City-scale Scene Change Detection using Point Clouds
Zi Jian Yew, Gim Hee Lee

TL;DR
This paper introduces a deep learning-based non-rigid registration method for detecting structural changes in city-scale scenes using point clouds generated from vehicular images, overcoming geo-location inaccuracies.
Contribution
It presents a novel deep learning approach for non-rigid registration of point clouds to improve change detection accuracy in urban environments.
Findings
Effective detection of scene changes despite viewpoint differences
Robustness to illumination variations demonstrated in experiments
Dual thresholding enhances change detection reliability
Abstract
We propose a method for detecting structural changes in a city using images captured from vehicular mounted cameras over traversals at two different times. We first generate 3D point clouds for each traversal from the images and approximate GNSS/INS readings using Structure-from-Motion (SfM).

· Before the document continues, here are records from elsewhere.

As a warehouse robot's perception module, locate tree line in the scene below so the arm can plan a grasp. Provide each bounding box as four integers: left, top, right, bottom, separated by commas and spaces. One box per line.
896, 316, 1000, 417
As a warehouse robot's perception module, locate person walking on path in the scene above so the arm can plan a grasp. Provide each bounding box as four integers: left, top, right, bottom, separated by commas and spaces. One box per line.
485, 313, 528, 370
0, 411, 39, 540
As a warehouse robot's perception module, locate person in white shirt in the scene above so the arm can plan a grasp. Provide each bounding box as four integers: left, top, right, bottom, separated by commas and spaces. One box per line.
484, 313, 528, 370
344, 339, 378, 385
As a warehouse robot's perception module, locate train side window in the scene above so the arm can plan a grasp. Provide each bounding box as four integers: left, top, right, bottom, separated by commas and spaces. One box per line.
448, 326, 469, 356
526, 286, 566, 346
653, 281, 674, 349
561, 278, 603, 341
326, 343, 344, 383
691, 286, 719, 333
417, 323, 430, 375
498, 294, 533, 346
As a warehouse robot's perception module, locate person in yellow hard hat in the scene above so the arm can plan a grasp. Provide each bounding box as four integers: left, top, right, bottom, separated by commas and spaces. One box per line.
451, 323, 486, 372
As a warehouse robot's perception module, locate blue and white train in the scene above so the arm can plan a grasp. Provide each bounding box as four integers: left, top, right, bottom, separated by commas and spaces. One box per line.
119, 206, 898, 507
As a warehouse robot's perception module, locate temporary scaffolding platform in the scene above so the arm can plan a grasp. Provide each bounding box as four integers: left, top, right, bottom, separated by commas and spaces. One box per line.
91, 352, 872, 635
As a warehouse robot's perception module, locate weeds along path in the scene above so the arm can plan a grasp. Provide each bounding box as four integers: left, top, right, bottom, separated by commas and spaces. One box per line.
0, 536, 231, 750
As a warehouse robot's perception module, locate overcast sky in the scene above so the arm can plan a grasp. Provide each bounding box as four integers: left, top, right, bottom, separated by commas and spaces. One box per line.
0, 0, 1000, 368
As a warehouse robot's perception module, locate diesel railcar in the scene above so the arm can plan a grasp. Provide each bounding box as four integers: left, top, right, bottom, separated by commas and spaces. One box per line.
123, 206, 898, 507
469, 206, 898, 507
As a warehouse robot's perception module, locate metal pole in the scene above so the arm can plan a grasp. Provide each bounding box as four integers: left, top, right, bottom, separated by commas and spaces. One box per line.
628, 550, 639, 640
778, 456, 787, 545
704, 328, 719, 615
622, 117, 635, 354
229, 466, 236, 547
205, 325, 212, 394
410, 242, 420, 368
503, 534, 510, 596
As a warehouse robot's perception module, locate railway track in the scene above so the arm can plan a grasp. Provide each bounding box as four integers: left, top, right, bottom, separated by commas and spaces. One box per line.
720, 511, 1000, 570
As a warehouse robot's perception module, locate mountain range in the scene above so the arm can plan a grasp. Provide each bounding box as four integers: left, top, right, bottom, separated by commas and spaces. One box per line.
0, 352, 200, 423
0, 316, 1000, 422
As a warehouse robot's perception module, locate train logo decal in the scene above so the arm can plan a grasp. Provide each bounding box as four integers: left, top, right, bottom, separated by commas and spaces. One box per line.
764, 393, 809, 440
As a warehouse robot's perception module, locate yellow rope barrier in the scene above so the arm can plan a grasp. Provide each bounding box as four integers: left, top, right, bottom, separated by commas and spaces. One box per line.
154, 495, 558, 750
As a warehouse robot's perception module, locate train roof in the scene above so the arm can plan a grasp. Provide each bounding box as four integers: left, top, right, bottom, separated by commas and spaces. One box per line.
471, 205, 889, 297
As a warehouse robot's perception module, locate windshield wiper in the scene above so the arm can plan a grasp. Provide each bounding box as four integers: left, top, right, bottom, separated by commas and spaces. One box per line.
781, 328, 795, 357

A direct comparison of the two point clouds for change detection is not ideal due to inaccurate geo-location information and possible drifts in the SfM. To circumvent this problem, we propose a deep learning-based non-rigid registration on the point clouds which allows us to compare the point clouds for structural change detection in the scene. Furthermore, we introduce a dual thresholding check and post-processing step to enhance the robustness of our method. We collect two datasets for the evaluation of our approach. Experiments show that our method is able to detect scene changes effectively,…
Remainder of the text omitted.